L'emprise pulsionnelle est plus ou moins accessible à la conscience. Le caractère impérieux,
irrésistible de l'agir n'exclue pas une combinaison avec les sentiments de jubilation et de
désarroi. »
• une très faible estime de soi.
« Les enfants et adolescents, doutent d'eux même, ont peur de l'échec, de ne pas être à la
hauteur et le vivent de manière directe, abrupte, massive. Ils semblent manquer de ressources
personnelles suffisantes pour relativiser, composer, prendre un peu de distance avec ces
sentiments insupportables générés par la moindre confrontation à une demande, à une limite
venant d'autrui. Les exigences, les contraintes de la socialisation ou des apprentissages leur
font courir le risque de prendre conscience d'une insuffisance, ou d'une faiblesse. Alors qu'ils
se vivent et se veulent « tout », le moindre « manque » vient assaillir leur narcissisme, au point
d'occulter toute pensée, toute élaboration voire la perception même. Ils tentent d'esquiver tout
ce qui peut menacer ou altérer leur fantasme infantile d'omnipotence. Ceci les conduit à braver,
provoquer, défier ou à l’inverse, s'isoler, se retirer, se claquemurer. »

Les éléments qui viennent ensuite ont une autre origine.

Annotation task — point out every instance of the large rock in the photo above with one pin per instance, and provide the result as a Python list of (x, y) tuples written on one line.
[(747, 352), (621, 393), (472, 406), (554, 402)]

• une détresse existentielle et une forte quête affective.
« Ces jeunes éprouvent une difficulté importante à se considérer comme manquant,
incomplets. Leurs possibilités d'envisager l'existence ont tendance à se réduire aux binômes :
tout ou rien, ici et maintenant. Pour tenter de gérer ces alternatives terribles, les enfants ou
adolescents vont recourir à tout ce qui peut leur donner le sentiment provisoire d'échapper à la
demande d’autrui. Ils recherchent, à leur manière, souvent de façon indirecte, surprenante, des
adultes structurants, bienveillants et sécurisants. Ils consentent à s'engager par leur médiation,
non sans protestations vigoureuses la plupart du temps, dans des activités qui leur permettent
une certaine restauration narcissique. En contrepoint, la prise de conscience de cette relation
de dépendance provoque des attitudes de fuite ou de rupture, des tentatives de destruction et
d'anéantissement, plus ou moins tonitruantes ou spectaculaires, souvent accompagnées
d'accès de violence, de bris de matériel, de dégradations de locaux, d'agressions physiques
et/ou verbales. L'étayage qui leur est nécessaire n'est apprécié et supportable que dans la
mesure où il est suffisamment discret. Ils s'accommodent de cet étayage pour composer avec
l'angoisse d'être valables à leurs yeux et à ceux des autres. Cette quête affective ne peut dire
son nom. Tout ressenti, toute prise de conscience même partielle, d'un lien avec une personne
qui leur apporte des éléments pour se construire devient révélateur de leur fragilité et de leur
manque, il dévoile leur détresse. Alors qu'ils ont peur d'être isolés pour affronter les aléas de la
vie, ils préfèrent rompre plutôt que de reconnaître qu'ils ont temporairement besoin de ces
points d'appuis. C'est peut-être à partir de cette hypothèse dynamique que nous pouvons
comprendre ces alternances de comportements régressifs et de défis, ces demandes
paradoxales et contradictoires qui intriguent, inquiètent, parfois déroutent les adultes et les
jeunes autour d'eux. »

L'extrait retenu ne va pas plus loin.